El gobierno de Gutiérrez Guerra vivió en la zozobra permanente.
El enfrentamiento entre guerristas y pacifistas tuvo consecuencias políticas inmediatas. La posición inicial de la convención tenía un lógico sentido emocional. El propio Presidente Campero quería una oportunidad reivindicatoria y pensaba en la posibilidad de reorganizar el ejército, cosa que hizo, estableciendo los efectivos en 7.000 hombres. Pero las posesiones obtenidas por Chile y su poderío bélico y económico no permitían pensar en una solución militar con perspectivas. Perú estaba enfrascado en la defensa de su propio territorio invadido y la alianza estaba rota con el agravante de las susceptibilidades desatadas por la retirada de Bolivia de la guerra.

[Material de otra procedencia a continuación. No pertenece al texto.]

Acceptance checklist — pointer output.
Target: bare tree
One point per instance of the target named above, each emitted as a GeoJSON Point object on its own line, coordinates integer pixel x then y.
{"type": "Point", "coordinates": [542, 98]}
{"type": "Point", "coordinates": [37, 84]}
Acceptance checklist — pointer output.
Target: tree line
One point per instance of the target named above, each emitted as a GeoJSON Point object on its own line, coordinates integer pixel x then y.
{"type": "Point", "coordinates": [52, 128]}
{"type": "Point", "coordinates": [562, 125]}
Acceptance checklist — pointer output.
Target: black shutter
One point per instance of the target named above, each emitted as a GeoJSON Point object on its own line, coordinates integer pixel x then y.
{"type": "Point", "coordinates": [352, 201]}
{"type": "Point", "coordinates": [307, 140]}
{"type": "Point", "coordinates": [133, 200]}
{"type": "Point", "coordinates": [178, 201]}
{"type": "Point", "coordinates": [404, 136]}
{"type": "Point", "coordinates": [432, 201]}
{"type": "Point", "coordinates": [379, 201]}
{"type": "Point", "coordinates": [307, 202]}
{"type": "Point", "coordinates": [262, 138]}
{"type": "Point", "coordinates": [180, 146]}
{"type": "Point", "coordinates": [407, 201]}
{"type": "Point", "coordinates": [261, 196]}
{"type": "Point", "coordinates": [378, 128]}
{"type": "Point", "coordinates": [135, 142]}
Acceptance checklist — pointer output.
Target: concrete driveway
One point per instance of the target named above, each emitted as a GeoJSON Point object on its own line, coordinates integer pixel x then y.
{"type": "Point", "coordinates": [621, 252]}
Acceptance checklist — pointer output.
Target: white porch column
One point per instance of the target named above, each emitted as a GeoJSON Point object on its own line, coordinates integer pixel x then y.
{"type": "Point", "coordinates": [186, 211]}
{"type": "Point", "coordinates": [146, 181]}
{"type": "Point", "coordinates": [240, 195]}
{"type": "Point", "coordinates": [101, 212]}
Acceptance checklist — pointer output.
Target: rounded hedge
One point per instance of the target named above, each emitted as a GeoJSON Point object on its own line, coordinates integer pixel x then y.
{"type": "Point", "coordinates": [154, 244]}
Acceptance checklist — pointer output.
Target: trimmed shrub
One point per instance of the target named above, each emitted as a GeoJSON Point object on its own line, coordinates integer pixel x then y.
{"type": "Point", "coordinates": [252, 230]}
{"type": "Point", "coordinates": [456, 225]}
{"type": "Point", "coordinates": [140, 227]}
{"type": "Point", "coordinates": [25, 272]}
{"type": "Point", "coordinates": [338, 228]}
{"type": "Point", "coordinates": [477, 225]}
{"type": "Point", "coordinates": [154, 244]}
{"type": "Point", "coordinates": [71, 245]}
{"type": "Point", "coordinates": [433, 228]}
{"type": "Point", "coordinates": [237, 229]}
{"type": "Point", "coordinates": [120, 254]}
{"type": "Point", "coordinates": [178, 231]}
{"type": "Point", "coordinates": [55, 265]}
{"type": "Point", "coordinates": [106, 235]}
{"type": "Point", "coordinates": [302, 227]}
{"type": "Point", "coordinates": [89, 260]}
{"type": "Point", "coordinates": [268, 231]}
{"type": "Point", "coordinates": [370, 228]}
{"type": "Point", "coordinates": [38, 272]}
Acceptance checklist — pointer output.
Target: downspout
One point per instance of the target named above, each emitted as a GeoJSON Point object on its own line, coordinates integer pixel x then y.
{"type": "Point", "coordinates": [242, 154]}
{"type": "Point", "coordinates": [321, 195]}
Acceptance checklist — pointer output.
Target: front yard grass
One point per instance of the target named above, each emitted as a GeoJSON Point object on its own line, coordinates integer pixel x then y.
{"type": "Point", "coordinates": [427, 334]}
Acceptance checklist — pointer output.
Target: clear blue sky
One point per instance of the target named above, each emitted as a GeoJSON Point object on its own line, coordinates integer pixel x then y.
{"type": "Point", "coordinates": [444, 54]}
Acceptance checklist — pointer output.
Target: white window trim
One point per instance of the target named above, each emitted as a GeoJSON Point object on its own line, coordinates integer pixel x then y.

Pero el ingrediente fundamental era el relativo a los intereses económicos. Los pacifistas, encabezados por el vicepresidente Arce veían el problema de otro modo. La reconstrucción del país no podía pasar por la guerra y sobre todo, la vinculación de los mineros de la plata con capitales chilenos se vería entorpecida por el conflicto. Un flujo normal de exportaciones pasaba necesariamente por la paz. La correspondencia antiguerrista e hipercrítica de Arce, interceptada por el gobierno, llevó a Campero a exiliar a Arce precisamente a Chile. Paulatinamente, sin dejar de expresar públicamente una posición dura en relación a la guerra, los hechos fueron imponiéndose y Bolivia pasó a una postura de negociación que se haría nítida en todos los gobiernos conservadores subsiguientes.